Since 2007, the town has been tracking its bobcat population, which normally is about 35. Their numbers began to decline in 2017 and got as low as about 10.

Kiawah Island

The Town of Kiawah Island established a Bobcat Guardian program to protect the important role 
that bobcats play in the ecosystem. Photo: Town of Kiawah Island.

“We do this research because we know how important bobcats are to the ecosystem out here,” Jordan said. “We want to make sure they're protected, that they have the habitat they need to survive.”

The thing that was killing the bobcats, which have few natural predators on the island, was anticoagulant rat poison.

“Bobcats sit at the top of the food chain, they're one of the top predators out here,” Jordan said. “Their role in the ecosystem is to control prey species. And with bobcats, that's mainly deer, rats and mice.”

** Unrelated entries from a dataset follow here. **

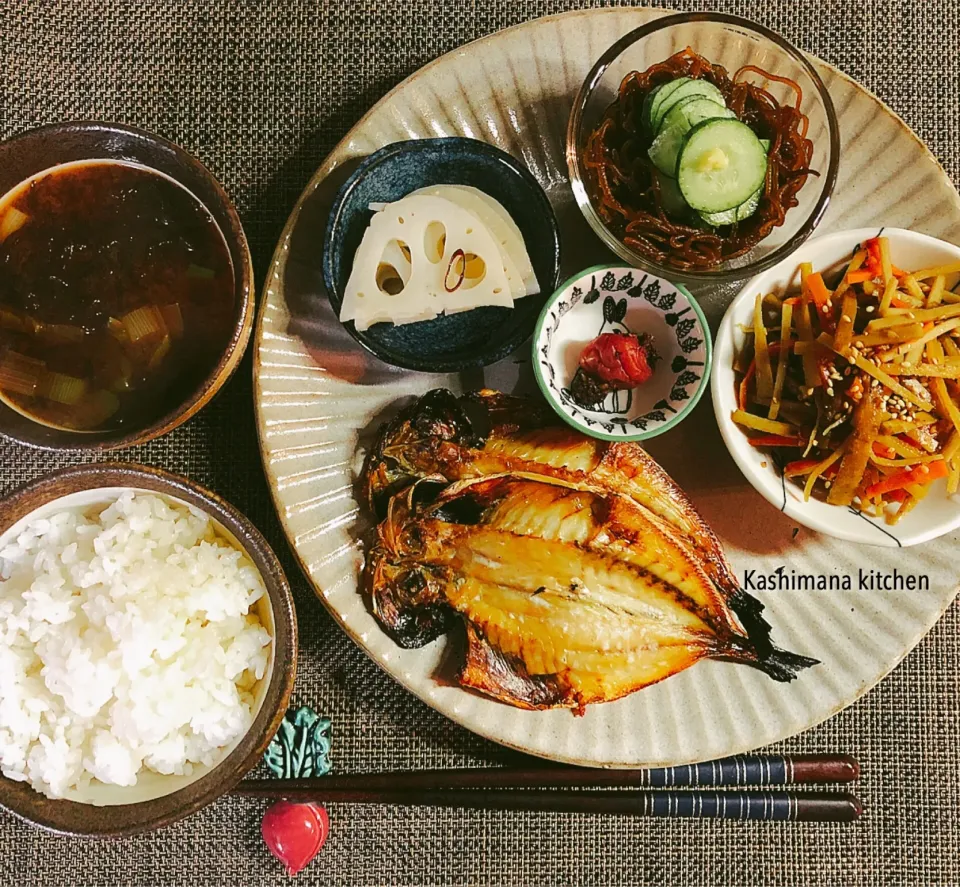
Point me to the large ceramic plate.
[256,9,960,766]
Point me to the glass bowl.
[566,13,840,283]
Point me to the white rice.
[0,492,270,797]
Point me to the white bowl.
[711,228,960,547]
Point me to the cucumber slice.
[677,119,767,213]
[641,77,693,135]
[699,187,763,228]
[650,80,727,132]
[655,172,690,218]
[647,95,734,176]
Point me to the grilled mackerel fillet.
[363,389,816,711]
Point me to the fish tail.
[751,647,820,683]
[729,588,820,682]
[727,588,775,657]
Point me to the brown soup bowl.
[0,463,297,838]
[0,121,254,452]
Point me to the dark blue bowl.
[323,138,560,373]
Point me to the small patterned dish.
[533,265,712,440]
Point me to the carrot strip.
[783,459,820,477]
[807,271,830,311]
[867,459,949,498]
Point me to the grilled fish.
[364,389,816,711]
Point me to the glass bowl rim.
[566,12,840,283]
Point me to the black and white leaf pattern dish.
[539,269,704,438]
[617,271,633,292]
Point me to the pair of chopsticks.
[234,755,862,822]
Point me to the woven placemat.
[0,0,960,887]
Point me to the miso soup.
[0,161,234,431]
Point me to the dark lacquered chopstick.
[240,754,860,796]
[237,792,862,822]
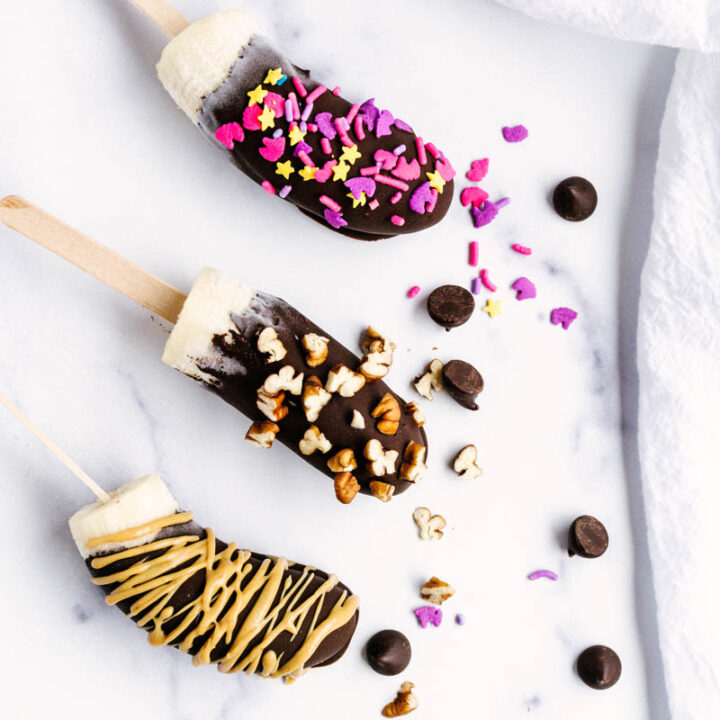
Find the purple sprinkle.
[395,118,414,132]
[503,125,528,142]
[550,308,577,330]
[470,200,499,228]
[325,210,347,230]
[528,570,558,580]
[315,113,337,140]
[413,605,442,630]
[345,176,376,200]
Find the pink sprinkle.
[298,85,327,105]
[293,75,307,97]
[480,268,497,292]
[298,150,315,167]
[375,175,410,192]
[423,143,440,159]
[318,195,342,212]
[345,103,360,125]
[470,240,479,267]
[355,117,365,140]
[528,570,558,580]
[415,137,427,165]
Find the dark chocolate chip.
[365,630,412,675]
[553,177,597,222]
[568,515,608,558]
[428,285,475,330]
[443,360,485,410]
[577,645,622,690]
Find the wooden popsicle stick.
[130,0,190,37]
[0,195,187,323]
[0,393,110,502]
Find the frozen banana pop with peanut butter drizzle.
[70,475,358,682]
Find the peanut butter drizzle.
[90,513,358,679]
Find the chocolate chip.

The use of the anticoagulant type of poison does not immediately kill rats and mice, leaving them to be eaten by bobcats, which also become sick and can die when they ingest too much of the poisoned vermin. 

Fewer bobcats meant an explosion in the deer population, which nearly doubled in two years, requiring the use of sharpshooters to thin the herd, Jordan said. 

“Without bobcats in the ecosystem, prey species increase substantially and lead to other issues,” he said.

To help bring back the bobcats, the town had to work with residents and local pesticide service providers to stop using the specific types of poisons that were affecting the bobcats. The poison is legal to use and the town cannot ban it, because those substances are regulated on a statewide or federal basis.

And, unlike the town’s other protected species — the sea turtle — bobcats are not an endangered species generally and can be found across South Carolina. 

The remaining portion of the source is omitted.